Electrocardiogram-Language Model for Few-Shot Question Answering with Meta Learning
Jialu Tang, Tong Xia, Yuan Lu, Cecilia Mascolo, Aaqib Saeed
TL;DR
This work tackles few-shot ECG-language QA by unifying a self-supervised ECG encoder with a frozen large language model through a trainable multimodal fusion mapper, enabling rapid adaptation to new diagnostic questions with limited labeled data. Framed within a meta-learning paradigm (MAML), the approach optimizes for fast task adaptation across diverse question types and ECG attributes, and is demonstrated to be LLM-agnostic by evaluating with multiple backbones. A novel ECG-QA benchmark underpins the evaluation, incorporating cross-domain tasks from PTB-XL and MIMIC-IV-ECG and providing a rigorous testbed for unseen attribute-answer pairs. Results show strong generalization to unseen tasks, notable robustness to lead reductions and language variations, and clear gains from larger LLMs, motivating practical deployment in data-constrained clinical settings and extensions to multi-modal diagnostics.

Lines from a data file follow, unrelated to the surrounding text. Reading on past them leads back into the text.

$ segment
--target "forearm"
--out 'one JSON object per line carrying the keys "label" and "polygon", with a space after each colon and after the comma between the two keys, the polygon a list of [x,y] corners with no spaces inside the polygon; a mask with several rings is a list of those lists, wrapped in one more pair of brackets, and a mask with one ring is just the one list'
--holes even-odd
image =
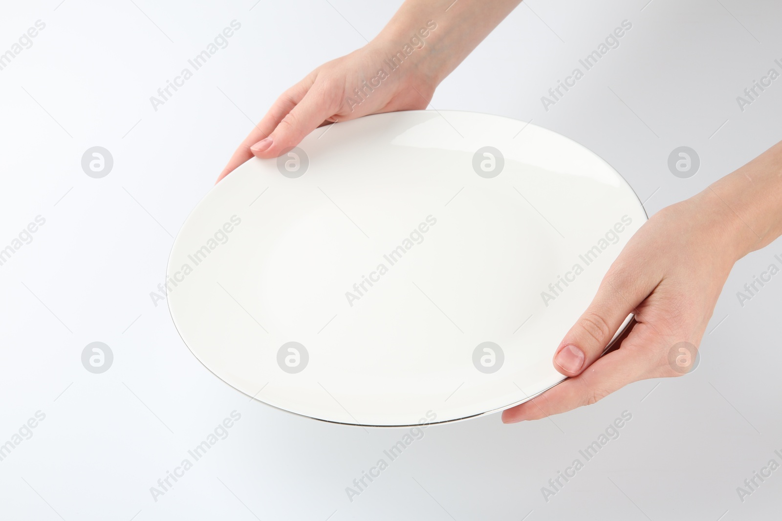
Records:
{"label": "forearm", "polygon": [[[418,34],[423,46],[417,48],[416,73],[436,87],[521,0],[451,2],[407,0],[372,43],[396,52]],[[421,38],[418,31],[430,21],[436,28]]]}
{"label": "forearm", "polygon": [[[725,247],[736,259],[782,235],[782,142],[698,194],[723,216]],[[721,208],[716,208],[716,207]]]}

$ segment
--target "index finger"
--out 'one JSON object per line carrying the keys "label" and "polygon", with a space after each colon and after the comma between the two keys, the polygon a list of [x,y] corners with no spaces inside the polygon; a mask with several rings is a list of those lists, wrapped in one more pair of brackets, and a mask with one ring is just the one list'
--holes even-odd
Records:
{"label": "index finger", "polygon": [[309,87],[308,78],[305,78],[283,92],[277,98],[260,123],[253,127],[250,133],[236,148],[228,160],[228,164],[223,169],[215,183],[219,183],[223,177],[231,173],[237,166],[253,157],[253,152],[249,148],[260,140],[267,137],[272,133],[280,121],[302,100],[309,90]]}

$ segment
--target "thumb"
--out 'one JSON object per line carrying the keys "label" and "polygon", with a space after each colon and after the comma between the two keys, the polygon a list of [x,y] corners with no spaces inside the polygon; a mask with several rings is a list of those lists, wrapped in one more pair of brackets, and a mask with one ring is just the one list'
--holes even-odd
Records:
{"label": "thumb", "polygon": [[575,376],[600,358],[622,323],[648,296],[645,284],[632,280],[609,270],[592,303],[557,348],[558,371]]}
{"label": "thumb", "polygon": [[310,89],[282,118],[268,137],[250,147],[256,157],[274,158],[299,145],[301,140],[333,115],[333,107]]}

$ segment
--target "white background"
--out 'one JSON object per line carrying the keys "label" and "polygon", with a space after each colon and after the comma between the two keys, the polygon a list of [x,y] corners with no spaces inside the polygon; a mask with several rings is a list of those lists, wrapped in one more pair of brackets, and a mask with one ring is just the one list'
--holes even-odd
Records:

Overall, the framework bridges physiological signal processing with nuanced natural language reasoning to improve ECG interpretation under real-world data limitations.
Abstract
Electrocardiogram (ECG) interpretation requires specialized expertise, often involving synthesizing insights from ECG signals with complex clinical queries posed in natural language. The scarcity of labeled ECG data coupled with the diverse nature of clinical inquiries presents a significant challenge for developing robust and adaptable ECG diagnostic systems. This work introduces a novel multimodal meta-learning method for few-shot ECG question answering, addressing the challenge of limited labeled data while leveraging the rich knowledge encoded within large language models (LLMs). Our LLM-agnostic approach integrates a pre-trained ECG encoder with a frozen LLM (e.g., LLaMA and Gemma) via a trainable fusion module, enabling the language model to reason about ECG data and generate clinically meaningful answers. Extensive experiments demonstrate superior generalization to unseen diagnostic tasks compared to supervised baselines, achieving notable performance even with limited ECG leads. For instance, in a 5-way 5-shot setting, our method using LLaMA-3.1-8B achieves an accuracy of 84.6%, 77.3%, and 69.6% on single verify, choose and query question types, respectively. These results highlight the potential of our method to enhance clinical ECG interpretation by combining signal processing with the nuanced language understanding capabilities of LLMs, particularly in data-constrained scenarios.